Una fuente de papeles memorables fueron las adaptaciones cinematográficas de obras literarias: con Antonio Drove rodó La verdad sobre el caso Savolta (Antonio Drove, 1979), basada en la obra de Eduardo Mendoza; Mario Camus lo dirigió en su versión de La colmena (1982), de Camilo José Cela; y bajo la batuta de Pedro Olea participó en El maestro de esgrima (1992), según la novela de Arturo Pérez-Reverte.

A finales del siglo XX trabajó para la televisión e intervino en películas como El largo invierno (1992), Todos a la cárcel (1993) y Memorias del ángel caído (1997). En sus últimos años vio premiadas tanto su trayectoria teatral (con el Premio Nacional de Teatro, que recibió en 2002), como su carrera cinematográfica, por la que mereció en 2005 el Goya Honorífico.

En una de sus más valientes interpretaciones: Mi querida señorita

Tuvo la fortuna de coincidir en el tiempo con otro coloso de la interpretación española como Pepe Isbert, con quien López Vázquez, encarnando el personaje de Alvarito, ya había compartido créditos en El Cochecito (1960) de Marco Ferreri.

Con Lazaga, con quien ya había coincidido en los años cincuenta en Las Muchachas de Azul (1957), cinta coral sobre trabajadoras de unos grandes almacenes, interpretando a un fotógrafo en El Aprendiz de malo (1958), film protagonizado por José Luis Ozores, o como secundario en la comedia de estafadores Los Tramposos (1959).
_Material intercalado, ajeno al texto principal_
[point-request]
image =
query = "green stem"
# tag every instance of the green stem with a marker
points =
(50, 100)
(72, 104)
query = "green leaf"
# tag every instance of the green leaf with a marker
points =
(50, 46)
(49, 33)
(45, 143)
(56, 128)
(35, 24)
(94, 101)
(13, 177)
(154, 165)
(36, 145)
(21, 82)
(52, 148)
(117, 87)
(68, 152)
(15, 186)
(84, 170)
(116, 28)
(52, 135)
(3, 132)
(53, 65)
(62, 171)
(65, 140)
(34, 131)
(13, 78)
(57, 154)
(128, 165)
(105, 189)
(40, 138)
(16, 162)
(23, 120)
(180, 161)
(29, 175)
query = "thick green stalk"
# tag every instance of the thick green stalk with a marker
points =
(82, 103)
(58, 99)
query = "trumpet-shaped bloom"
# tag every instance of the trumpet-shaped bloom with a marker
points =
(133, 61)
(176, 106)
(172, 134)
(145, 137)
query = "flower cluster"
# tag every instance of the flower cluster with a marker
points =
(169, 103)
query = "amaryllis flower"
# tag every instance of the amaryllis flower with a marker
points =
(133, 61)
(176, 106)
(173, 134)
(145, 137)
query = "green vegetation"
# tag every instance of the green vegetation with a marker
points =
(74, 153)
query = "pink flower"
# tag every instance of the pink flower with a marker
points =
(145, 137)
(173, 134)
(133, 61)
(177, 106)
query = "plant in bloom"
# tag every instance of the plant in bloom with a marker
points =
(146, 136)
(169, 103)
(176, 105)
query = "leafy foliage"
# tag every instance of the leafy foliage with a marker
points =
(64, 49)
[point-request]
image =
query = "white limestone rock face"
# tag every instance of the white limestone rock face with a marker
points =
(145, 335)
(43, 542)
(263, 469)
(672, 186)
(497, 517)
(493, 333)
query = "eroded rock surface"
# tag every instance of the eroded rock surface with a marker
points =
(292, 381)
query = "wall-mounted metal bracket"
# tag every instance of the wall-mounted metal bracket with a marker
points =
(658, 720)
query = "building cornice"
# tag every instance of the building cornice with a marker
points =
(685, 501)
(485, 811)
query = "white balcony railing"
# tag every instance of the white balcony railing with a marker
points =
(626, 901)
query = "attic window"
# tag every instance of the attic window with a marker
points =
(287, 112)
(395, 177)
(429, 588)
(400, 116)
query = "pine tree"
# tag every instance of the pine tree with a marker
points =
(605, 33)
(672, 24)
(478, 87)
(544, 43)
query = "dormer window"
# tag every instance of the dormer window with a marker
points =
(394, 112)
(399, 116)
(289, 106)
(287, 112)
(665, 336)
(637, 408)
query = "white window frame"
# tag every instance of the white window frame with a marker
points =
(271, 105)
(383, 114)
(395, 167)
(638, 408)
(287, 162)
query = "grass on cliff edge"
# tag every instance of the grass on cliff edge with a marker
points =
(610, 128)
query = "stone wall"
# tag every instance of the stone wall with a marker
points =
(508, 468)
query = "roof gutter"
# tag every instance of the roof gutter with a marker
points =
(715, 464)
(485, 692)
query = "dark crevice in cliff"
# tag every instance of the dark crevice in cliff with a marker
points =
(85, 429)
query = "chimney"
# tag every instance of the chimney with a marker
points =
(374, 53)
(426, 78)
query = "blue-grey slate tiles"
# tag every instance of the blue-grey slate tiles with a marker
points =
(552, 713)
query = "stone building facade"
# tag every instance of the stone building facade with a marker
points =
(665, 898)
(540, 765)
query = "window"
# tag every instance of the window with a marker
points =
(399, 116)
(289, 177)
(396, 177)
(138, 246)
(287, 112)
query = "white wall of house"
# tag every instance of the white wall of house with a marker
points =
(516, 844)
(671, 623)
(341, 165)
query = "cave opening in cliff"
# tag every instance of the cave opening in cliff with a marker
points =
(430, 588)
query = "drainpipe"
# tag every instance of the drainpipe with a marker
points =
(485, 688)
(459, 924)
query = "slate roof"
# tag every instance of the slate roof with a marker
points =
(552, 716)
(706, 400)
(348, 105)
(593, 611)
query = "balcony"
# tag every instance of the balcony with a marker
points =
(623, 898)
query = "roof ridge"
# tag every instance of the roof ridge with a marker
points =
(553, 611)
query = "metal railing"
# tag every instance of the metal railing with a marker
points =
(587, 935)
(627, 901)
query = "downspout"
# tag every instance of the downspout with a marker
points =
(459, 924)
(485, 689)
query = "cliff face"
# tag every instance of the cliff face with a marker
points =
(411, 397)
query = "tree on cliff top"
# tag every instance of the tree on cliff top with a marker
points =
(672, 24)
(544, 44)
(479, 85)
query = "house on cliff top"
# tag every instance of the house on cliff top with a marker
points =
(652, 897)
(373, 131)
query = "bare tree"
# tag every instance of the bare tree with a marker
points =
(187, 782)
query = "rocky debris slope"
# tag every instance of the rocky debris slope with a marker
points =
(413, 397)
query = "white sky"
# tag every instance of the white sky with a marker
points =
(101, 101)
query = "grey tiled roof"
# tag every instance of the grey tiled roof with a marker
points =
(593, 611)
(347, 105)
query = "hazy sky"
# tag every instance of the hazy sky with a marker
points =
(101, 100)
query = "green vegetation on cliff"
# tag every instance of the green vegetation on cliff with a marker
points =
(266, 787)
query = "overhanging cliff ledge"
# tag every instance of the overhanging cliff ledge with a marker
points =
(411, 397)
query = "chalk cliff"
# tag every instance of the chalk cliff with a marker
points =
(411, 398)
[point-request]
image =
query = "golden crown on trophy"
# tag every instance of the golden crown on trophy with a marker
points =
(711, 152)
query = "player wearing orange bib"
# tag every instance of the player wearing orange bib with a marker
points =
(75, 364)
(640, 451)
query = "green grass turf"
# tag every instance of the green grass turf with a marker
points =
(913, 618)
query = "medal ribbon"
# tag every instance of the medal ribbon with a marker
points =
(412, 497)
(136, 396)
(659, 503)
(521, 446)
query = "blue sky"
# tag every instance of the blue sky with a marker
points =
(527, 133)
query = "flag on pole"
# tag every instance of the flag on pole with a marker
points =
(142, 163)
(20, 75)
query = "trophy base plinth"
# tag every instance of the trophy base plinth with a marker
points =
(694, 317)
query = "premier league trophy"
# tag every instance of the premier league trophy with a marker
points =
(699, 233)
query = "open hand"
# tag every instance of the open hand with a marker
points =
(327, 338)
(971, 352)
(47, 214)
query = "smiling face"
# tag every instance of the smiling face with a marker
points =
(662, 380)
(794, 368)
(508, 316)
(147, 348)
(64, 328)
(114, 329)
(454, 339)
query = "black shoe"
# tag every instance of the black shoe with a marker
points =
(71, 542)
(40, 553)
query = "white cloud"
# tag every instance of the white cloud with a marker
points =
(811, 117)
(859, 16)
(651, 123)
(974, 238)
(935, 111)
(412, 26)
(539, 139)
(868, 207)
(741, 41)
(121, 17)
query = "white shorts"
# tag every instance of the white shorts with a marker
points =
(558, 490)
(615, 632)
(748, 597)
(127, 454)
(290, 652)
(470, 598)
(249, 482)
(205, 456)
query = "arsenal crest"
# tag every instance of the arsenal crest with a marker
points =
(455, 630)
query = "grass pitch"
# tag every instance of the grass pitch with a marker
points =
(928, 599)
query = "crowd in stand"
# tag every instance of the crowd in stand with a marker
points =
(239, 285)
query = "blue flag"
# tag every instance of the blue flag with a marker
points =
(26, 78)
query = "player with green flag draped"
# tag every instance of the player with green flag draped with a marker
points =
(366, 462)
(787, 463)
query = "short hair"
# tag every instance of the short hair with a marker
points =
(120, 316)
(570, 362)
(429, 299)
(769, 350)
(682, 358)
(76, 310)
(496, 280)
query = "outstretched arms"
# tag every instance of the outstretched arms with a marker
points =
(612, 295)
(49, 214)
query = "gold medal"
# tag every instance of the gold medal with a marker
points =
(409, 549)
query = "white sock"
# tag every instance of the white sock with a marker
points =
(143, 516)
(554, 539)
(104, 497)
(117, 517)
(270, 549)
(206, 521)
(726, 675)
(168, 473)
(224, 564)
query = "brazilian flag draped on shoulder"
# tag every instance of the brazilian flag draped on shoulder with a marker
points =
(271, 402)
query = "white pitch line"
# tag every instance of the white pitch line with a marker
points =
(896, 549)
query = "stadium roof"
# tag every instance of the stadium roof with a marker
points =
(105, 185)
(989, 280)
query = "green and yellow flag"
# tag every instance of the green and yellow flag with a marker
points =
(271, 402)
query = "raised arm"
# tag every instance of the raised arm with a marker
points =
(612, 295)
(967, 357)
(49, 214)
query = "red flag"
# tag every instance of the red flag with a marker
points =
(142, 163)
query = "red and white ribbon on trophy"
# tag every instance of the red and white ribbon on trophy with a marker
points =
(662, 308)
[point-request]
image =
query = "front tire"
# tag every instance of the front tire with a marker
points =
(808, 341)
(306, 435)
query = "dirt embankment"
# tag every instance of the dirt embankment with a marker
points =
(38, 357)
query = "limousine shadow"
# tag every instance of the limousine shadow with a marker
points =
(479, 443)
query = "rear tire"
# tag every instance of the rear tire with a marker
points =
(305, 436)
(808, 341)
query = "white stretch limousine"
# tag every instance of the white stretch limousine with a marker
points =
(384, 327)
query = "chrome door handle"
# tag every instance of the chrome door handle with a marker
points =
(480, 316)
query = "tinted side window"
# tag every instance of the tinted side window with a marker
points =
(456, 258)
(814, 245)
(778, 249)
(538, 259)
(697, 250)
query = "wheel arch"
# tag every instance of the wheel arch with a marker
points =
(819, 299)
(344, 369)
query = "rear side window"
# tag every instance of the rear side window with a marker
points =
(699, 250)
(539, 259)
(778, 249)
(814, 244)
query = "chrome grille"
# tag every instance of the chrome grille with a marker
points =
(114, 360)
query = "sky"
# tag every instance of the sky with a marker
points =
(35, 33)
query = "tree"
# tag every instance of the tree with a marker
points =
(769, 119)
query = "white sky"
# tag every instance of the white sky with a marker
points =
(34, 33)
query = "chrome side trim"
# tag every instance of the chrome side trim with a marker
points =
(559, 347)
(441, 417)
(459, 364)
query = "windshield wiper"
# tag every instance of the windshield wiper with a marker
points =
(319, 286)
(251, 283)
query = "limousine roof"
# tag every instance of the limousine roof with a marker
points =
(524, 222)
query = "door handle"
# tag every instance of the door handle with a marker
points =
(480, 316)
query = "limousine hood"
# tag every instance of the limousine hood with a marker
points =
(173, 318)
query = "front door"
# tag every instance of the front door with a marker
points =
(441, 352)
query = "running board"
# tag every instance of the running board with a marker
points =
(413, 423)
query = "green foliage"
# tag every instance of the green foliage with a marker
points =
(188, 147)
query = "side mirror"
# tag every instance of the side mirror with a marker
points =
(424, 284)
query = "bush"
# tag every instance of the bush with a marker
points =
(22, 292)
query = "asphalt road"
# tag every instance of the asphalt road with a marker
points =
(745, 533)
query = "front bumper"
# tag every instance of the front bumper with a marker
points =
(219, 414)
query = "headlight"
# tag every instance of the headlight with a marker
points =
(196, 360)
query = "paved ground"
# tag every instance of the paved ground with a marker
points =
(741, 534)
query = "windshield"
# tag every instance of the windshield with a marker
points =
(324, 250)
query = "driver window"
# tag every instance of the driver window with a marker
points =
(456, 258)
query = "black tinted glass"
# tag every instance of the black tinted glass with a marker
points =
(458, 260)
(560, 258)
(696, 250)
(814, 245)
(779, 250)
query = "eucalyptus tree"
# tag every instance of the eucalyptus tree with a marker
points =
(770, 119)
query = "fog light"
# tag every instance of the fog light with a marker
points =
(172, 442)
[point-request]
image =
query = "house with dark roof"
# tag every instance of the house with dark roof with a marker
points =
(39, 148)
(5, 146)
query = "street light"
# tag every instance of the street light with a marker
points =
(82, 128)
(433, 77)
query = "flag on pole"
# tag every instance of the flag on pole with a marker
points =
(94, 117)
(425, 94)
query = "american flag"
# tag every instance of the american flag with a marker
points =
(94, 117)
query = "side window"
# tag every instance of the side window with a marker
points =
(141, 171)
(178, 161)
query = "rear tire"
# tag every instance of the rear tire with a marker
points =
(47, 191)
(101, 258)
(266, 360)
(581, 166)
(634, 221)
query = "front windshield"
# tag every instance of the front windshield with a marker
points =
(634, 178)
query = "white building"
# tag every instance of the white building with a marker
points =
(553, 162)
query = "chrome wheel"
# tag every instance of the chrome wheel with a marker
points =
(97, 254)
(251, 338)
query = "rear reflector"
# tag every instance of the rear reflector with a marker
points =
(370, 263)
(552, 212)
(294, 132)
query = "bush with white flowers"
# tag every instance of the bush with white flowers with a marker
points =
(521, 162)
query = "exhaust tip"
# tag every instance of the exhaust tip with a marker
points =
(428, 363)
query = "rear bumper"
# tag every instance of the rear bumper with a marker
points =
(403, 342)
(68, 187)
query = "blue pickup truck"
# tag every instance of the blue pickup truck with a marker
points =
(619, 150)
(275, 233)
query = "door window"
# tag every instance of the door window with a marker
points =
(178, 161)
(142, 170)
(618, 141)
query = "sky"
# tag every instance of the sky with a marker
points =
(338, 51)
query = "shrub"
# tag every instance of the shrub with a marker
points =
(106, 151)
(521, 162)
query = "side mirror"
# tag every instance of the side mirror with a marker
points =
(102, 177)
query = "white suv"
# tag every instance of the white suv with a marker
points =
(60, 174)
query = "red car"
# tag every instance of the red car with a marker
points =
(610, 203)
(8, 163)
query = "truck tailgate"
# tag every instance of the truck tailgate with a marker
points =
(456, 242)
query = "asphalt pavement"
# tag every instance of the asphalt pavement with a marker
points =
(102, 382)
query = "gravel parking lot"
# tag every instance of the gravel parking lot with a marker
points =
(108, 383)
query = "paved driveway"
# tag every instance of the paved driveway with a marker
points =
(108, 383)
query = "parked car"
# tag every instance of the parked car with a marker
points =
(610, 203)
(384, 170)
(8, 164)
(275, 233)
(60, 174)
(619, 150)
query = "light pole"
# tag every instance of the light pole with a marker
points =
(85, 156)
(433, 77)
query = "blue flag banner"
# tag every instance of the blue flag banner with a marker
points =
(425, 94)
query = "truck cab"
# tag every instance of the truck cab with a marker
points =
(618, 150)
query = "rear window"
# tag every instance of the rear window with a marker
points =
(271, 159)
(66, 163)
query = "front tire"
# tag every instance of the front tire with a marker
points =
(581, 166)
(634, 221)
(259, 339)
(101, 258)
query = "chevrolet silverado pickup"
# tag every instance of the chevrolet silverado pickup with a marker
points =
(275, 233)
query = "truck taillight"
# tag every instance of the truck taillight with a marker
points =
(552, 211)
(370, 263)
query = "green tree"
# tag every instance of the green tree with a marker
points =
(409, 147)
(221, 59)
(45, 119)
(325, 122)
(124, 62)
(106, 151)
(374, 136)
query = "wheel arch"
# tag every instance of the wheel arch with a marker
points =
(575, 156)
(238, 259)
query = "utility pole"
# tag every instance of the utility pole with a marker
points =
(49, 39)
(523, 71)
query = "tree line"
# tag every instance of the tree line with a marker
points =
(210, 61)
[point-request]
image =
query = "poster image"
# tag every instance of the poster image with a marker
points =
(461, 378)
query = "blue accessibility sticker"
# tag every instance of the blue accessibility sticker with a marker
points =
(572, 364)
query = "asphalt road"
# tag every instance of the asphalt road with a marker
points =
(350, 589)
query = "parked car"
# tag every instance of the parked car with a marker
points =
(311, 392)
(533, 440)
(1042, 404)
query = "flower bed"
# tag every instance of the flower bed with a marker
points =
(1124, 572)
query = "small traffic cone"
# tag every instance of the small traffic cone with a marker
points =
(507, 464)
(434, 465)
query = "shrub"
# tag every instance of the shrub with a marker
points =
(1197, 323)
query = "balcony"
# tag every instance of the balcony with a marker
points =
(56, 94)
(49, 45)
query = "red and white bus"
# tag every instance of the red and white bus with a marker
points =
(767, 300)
Recibiendo el Goya de Honor

Si bien es cierto que prácticamente ninguno de los títulos que he citado estarían presentes en las habituales listas de mejores películas de la historia, sí están presentes en el recuerdo de los yold cinéfilos. Y esto es, precisamente, lo que actores como José Luis López Vázquez hacen posible: invertir su potencial como actor en películas que no le devolverán réditos en prestigio, pero sí hacen felices al espectador, consiguiendo que olviden sus problemas personales durante el tiempo que dura la película.

Y solo por este ejemplo merece ser recordado.

Pero lejos de conformarse, a lo largo de su carrera recibió la Medalla de Oro de Bellas Artes (1985), el Premio Nacional de Teatro 2002, el Goya de Honor 2004, además de la Medalla de Oro al Mérito en el Trabajo 1997 o la de Oro al Mérito en la Bellas Artes 2001.